Однажды Люба рассказала про флуоксетин. Еще его упоминали в группах про похудение. Из контекста могло показаться, что это не опасный препарат, а заклинание, способное расколдовать любую принцессу, даже очень толстую.
Мое желание сэкономить на еде исчезло, как карандашный набросок под масляными красками. К середине февраля его полностью перекрыло
Я пришла в аптеку, которую посоветовала Люба, и купила препарат — у меня даже не спросили рецепт. Перед тем как расплатиться, я увидела копеечную баночку с веселыми желтыми витаминками, какие раньше давали всем детям. Я представила на языке два кислых шарика, и рот тут же затопило слюной.
Я купила баночку с витаминами, вышла на улицу, высыпала в ладонь целую горку и положила ее всю в рот. Потом еще одну, а на полпути к общежитию я съела всю банку. Зашла в другую аптеку и купила еще одну.
Вечером я пошла на вечеринку к девочкам с другого этажа. Там я немного выпила и съела бутерброд с колбасой. Потом зашла в чужой туалет и несколько раз проблевалась. Куски розовой колбасы склеивала желтая слизь.
До сих пор не знаю, почему меня тогда стошнило: из-за витаминок или потому что я не хотела толстеть. Я пытаюсь вспомнить, совала ли пальцы в горло, но не могу.

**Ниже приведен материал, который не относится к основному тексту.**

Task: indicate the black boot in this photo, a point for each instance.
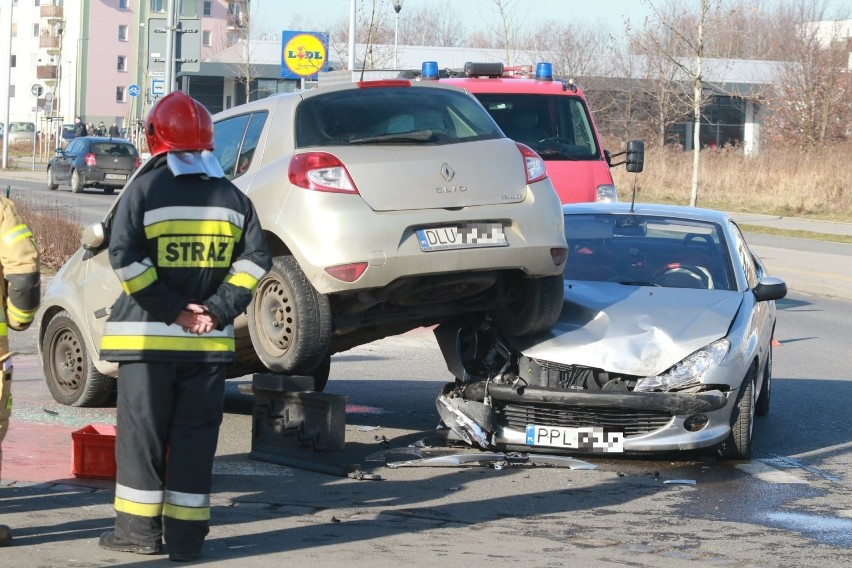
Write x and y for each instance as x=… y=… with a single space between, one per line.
x=111 y=541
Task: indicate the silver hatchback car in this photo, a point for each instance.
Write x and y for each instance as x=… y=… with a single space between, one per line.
x=387 y=206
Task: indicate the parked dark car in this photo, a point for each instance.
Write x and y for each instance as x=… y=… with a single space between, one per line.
x=93 y=161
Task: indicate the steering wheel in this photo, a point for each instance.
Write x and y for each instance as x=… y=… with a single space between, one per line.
x=686 y=270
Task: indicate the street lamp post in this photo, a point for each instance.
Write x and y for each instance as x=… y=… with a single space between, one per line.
x=397 y=6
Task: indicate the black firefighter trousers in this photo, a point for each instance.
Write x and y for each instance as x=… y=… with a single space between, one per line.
x=168 y=418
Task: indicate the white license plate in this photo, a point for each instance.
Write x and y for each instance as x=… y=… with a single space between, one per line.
x=469 y=235
x=590 y=439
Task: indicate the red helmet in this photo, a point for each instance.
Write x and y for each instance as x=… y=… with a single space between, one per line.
x=178 y=123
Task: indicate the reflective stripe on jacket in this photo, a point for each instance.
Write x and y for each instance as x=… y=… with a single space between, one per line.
x=176 y=240
x=19 y=271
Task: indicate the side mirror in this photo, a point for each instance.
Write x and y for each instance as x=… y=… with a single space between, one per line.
x=635 y=156
x=770 y=288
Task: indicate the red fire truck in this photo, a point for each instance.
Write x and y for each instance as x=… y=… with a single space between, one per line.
x=551 y=117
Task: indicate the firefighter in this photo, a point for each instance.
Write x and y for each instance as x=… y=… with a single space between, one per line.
x=19 y=298
x=187 y=246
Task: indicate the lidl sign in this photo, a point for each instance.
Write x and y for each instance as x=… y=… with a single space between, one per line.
x=303 y=54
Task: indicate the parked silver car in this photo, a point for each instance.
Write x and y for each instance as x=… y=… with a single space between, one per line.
x=387 y=205
x=664 y=343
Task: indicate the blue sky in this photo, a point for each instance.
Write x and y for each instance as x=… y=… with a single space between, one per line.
x=275 y=15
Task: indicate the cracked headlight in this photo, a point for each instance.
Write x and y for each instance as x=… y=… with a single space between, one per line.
x=689 y=371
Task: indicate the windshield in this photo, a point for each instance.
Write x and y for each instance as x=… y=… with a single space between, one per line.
x=639 y=250
x=392 y=115
x=558 y=127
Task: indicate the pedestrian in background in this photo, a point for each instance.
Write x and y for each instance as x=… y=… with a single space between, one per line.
x=80 y=128
x=188 y=248
x=19 y=299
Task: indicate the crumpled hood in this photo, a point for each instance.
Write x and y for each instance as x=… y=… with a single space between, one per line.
x=632 y=330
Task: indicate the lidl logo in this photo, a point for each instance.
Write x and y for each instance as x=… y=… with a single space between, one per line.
x=304 y=55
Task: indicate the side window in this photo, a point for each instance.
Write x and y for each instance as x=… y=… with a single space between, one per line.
x=250 y=142
x=227 y=139
x=745 y=257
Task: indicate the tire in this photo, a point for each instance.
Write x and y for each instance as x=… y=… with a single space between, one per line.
x=76 y=182
x=68 y=370
x=289 y=321
x=738 y=445
x=51 y=181
x=761 y=407
x=534 y=307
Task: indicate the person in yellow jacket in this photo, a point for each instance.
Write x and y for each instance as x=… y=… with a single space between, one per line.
x=20 y=293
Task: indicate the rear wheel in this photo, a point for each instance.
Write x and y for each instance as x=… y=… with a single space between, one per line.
x=76 y=182
x=69 y=372
x=761 y=407
x=51 y=181
x=534 y=307
x=738 y=444
x=289 y=321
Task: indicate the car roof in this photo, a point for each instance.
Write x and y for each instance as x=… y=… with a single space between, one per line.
x=273 y=100
x=654 y=209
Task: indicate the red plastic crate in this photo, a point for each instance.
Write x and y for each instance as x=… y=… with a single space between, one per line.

Я не знаю, называть ли злостью то, что я испытываю к Вере.
Она каждый день бросала меня в беде и сама же приходила спасать. Только Вера могла так прямо говорить о дружбе и любви, как будто эти огромные сложные чувства не отличались от повседневных. Наверное, просто все ее чувства были огромными.
Вера предлагала сделать парные татуировки и тут же забывала об этом. Рассказывала про нашу будущую восхитительную жизнь и вскоре говорила, как в следующем году поедет доучиваться в Европу. Она все время подбрасывала меня до неба, а потом не ловила. Похоже, Вера и была бедой.
Вера совмещала учебу и стажировку, но у нее оставалось удивительно много времени и сил. Я все еще сидела над одним и тем же экзаменом, моталась в нем вместе с книгами и конспектами, как грязная тряпка в стиральной машине. А Вера уже записалась волонтером на донорскую акцию, которую каждый год проводили на факультете. Вера получила письмо с подтверждением участия и в тот же день опубликовала длинный пост. В нем говорилось, что мир спасут не серьезные дяди в костюмах, а малые дела и доброе сердце.
Веру попросили развесить плакаты по соседним факультетам, и я не могла отпустить ее одну бродить по холоду с тяжелой стопкой бумаги. Она редко носила перчатки, и я сразу представила ее красные и кровоточащие руки. К тому времени я уже сильно зависела от Веры и ее настроения.
И я пошла за ней, хотя у меня были учеба, пересдача и подработки на дегустациях. Все это казалось непосильной нагрузкой, я и так будто тянула телегу без колес, груженную кирпичами.
Я отобрала у Веры плакаты и понесла их сама. Мы впервые заходили на другие факультеты, показывали охранникам специальную записку, и нас пускали на все этажи. Мы вешали объявления на самых видных местах, потом бегали по чужим коридорам, хотя нас просили не отклоняться от маршрута, и страшно от этого веселились.